During the question and answer session, I reminded Amit of the admonition against security through obscurity that is well accepted in the security and cryptography communities. I questioned whether his team is pursuing the wrong strategy by failing to respect this maxim. Amit replied that a relevance analog to security by design was an interesting challenge (which he delegated to the audience), but he appealed to the subjectivity of relevance as a reason for it being harder to make relevance as transparent as security.

While I accept the difficulty of this challenge, I reject the suggestion that subjectivity makes it harder. To being with, Google and other web search engines rank results objectively, rather than based on user-specific considerations. Furthermore, the subjectivity of relevance should make the adversarial problem easier rather than harder, as has been observed in the security industry.

But the challenge is indeed a daunting one. Is there a way we can give control to users and thus make the search engines objective referees rather than paternalistic gatekeepers?

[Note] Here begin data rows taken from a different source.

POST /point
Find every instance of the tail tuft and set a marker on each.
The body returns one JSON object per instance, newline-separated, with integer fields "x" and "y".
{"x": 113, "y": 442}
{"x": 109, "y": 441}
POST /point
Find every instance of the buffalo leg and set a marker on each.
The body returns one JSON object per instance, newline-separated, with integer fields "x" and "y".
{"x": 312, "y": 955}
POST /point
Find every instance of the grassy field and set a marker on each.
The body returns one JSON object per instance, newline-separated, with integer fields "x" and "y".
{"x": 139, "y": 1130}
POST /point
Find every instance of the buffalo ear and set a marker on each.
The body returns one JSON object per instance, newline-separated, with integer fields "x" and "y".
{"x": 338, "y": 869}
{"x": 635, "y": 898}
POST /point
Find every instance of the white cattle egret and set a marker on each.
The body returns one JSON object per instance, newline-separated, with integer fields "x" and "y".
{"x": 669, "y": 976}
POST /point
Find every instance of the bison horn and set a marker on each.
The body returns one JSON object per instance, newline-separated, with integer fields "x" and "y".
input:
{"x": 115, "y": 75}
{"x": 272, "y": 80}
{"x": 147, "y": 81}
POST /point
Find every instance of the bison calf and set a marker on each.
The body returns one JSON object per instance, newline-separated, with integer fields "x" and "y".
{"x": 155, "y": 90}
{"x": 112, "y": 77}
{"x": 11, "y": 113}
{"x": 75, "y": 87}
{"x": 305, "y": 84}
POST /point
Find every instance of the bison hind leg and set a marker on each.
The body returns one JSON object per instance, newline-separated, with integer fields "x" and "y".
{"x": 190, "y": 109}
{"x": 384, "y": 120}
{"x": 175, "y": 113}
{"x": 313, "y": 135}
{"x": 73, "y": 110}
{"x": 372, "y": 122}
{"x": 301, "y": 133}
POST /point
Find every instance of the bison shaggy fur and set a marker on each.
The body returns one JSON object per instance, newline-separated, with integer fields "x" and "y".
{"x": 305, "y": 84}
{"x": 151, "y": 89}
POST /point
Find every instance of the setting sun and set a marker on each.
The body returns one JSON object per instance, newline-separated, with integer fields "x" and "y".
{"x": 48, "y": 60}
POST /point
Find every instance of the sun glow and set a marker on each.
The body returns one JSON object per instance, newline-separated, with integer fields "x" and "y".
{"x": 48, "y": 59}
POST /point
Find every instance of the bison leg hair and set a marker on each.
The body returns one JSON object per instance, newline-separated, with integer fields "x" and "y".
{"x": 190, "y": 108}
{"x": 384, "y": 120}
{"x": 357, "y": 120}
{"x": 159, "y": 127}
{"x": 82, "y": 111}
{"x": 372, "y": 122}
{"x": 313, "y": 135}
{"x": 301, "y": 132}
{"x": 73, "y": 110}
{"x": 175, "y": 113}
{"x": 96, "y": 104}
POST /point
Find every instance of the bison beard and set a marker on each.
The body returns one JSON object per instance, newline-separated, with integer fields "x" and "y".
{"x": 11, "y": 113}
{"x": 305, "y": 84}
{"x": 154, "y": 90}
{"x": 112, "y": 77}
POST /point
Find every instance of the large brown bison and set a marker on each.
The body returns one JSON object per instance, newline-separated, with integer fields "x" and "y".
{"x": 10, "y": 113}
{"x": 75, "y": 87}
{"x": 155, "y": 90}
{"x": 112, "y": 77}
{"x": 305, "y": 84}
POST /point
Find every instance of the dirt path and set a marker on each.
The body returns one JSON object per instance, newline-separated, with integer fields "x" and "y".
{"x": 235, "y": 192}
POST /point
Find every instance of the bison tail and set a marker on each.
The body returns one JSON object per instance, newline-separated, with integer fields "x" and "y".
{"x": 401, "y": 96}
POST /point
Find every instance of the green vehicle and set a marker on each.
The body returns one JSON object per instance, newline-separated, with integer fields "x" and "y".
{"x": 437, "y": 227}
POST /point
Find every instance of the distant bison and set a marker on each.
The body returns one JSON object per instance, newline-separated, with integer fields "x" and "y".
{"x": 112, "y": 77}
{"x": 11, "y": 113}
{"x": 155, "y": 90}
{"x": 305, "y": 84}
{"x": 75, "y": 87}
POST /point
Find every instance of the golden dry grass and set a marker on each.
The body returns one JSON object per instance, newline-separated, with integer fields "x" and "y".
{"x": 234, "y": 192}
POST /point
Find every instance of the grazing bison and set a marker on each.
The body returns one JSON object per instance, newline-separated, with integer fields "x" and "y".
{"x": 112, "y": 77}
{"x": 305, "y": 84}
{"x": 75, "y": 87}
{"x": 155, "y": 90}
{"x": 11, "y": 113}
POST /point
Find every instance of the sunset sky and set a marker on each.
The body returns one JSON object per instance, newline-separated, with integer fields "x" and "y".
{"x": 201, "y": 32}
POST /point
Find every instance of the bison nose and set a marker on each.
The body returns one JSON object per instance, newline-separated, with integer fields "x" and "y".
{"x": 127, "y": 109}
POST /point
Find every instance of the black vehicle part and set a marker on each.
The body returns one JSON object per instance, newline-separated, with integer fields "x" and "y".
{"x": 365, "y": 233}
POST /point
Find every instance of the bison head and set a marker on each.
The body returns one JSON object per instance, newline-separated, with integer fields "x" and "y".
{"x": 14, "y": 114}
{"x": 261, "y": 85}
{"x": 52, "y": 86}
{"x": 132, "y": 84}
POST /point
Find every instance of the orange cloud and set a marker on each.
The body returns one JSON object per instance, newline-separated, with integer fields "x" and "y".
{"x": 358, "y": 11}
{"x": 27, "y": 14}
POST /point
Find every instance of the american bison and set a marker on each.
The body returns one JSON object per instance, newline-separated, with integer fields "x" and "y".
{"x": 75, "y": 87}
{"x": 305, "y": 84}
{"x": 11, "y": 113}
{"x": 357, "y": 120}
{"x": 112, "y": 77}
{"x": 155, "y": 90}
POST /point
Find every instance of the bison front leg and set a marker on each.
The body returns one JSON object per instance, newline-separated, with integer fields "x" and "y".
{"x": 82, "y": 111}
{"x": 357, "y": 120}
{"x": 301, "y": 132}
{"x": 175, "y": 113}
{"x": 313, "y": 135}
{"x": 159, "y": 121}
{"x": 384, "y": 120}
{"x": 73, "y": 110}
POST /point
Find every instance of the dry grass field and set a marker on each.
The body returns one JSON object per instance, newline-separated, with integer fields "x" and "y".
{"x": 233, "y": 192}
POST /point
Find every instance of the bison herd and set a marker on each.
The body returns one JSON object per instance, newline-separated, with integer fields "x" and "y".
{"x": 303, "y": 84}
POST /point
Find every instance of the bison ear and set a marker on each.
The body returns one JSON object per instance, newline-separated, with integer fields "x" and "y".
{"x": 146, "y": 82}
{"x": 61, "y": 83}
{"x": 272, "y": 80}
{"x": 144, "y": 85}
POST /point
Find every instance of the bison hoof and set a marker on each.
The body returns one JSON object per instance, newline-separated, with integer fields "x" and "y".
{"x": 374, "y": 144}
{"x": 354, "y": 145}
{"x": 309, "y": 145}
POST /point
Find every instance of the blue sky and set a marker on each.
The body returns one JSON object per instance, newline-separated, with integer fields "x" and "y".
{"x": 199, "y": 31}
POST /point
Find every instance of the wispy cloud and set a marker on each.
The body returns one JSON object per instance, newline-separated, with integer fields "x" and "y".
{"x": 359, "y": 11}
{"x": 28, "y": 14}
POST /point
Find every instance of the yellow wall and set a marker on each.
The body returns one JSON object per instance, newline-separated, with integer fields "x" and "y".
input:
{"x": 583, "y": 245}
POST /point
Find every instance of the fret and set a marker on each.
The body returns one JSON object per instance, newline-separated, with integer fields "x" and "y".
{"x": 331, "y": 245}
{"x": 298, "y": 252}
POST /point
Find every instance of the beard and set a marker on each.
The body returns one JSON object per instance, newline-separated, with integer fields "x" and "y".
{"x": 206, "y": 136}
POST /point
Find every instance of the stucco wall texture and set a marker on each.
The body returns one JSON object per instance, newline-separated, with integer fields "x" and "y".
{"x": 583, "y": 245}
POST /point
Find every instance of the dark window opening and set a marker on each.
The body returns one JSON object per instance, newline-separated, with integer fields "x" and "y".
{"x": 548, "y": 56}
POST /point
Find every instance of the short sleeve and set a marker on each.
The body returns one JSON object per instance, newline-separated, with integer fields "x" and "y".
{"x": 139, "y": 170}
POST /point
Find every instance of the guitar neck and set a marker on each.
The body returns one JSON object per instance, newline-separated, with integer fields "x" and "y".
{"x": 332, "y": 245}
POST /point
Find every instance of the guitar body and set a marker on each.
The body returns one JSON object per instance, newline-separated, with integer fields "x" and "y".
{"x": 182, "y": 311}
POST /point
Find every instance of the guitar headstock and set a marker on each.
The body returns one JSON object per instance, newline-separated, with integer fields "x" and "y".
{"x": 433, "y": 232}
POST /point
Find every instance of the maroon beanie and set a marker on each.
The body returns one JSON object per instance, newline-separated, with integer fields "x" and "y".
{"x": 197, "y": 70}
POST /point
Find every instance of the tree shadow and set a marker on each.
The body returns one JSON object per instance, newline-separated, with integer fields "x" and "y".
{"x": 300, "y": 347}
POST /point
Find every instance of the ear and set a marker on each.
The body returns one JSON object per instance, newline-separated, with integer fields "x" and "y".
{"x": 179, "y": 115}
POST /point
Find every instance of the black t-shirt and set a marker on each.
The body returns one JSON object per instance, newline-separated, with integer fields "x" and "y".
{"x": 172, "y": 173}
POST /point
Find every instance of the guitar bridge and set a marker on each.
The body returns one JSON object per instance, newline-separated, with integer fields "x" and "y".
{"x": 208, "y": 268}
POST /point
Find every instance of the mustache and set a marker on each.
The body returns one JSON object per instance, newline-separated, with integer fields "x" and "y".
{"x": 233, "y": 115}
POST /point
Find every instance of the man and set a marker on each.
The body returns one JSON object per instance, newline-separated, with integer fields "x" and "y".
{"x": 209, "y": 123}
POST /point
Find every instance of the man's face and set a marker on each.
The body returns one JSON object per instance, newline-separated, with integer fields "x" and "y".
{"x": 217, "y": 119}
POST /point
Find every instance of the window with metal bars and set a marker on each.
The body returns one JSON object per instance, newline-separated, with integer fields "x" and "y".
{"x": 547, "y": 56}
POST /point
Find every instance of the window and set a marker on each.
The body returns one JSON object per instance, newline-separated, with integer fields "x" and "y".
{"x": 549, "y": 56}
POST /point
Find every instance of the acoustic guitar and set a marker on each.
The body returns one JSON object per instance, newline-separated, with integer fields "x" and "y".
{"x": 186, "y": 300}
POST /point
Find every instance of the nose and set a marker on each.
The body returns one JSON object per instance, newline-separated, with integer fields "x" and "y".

At Endeca, we emphasize the transparency of our engine as a core value of our offering to enterprises. Granted, our clients generally do not have an adversarial relationship with their data. Still, I am convinced that the same approach not only can work on the web, but will be the only way to end the arms race between spammers and Amit’s army of tweakers.


Nick Belkin at ECIR ’08

Last week, I had the pleasure to attend the 30th European Conference on Information Retrieval, chaired by Iadh Ounis at the University of Glasgow. The conference was outstanding in several respects, not least of which was a keynote address by Nick Belkin, one the world’s leading researchers on interactive information retrieval.

Nick’s keynote, entitled “Some(what) Grand Challenges for Information Retrieval“, was a full frontal attack on the Cranfield evaluation paradigm that has dominated IR research for the past half century. I am hoping to see his keynote published and posted online, but in the meantime here is a choice excerpt:

in accepting the [Gerard Salton] award at the 1997 SIGIR meeting, Tefko Saracevic stressed the significance of integrating research in information seeking behavior with research in IR system models and algorithms, saying: “if we consider that unlike art IR is not there for its own sake, that is, IR systems are researched and built to be used, then IR is far, far more than a branch of computer science, concerned primarily with issues of algorithms, computers, and computing.”

Nevertheless, we can still see the dominance of the TREC (i.e. Cranfield) evaluation paradigm in most IR research, the inability of this paradigm to accommodate study of people in interaction with information systems (cf. the death of the TREC Interactive Track), and a dearth of research which integrates study of users’ goals, tasks and behaviors with research on models and methods which respond to results of such studies and supports those goals, tasks and behaviors.

This situation is especially striking for several reasons. First, it is clearly the case that IR as practiced is inherently interactive; secondly, it is clearly the case that the new models and associated representation and ranking techniques lead to only incremental (if that) improvement in performance over previous models and techniques, which is generally not statistically significant; and thirdly, that such improvement, as determined in TREC-style evaluation, rarely, if ever, leads to improved performance by human searchers in interactive IR systems.

Nick has long been critical of the IR community’s neglect of users and interaction. But this keynote was significant for two reasons. First, the ECIR program committee’s decision to invite a keynote speaker from the information science community acknowledges the need for collaboration between these two communities. Second, Nick reciprocated this overture by calling for interdisciplinary efforts to bridge the gap between the formal study of information retrieval and the practical understanding of information behavior. As an avid proponent of HCIR, I am heartily encouraged by steps like these.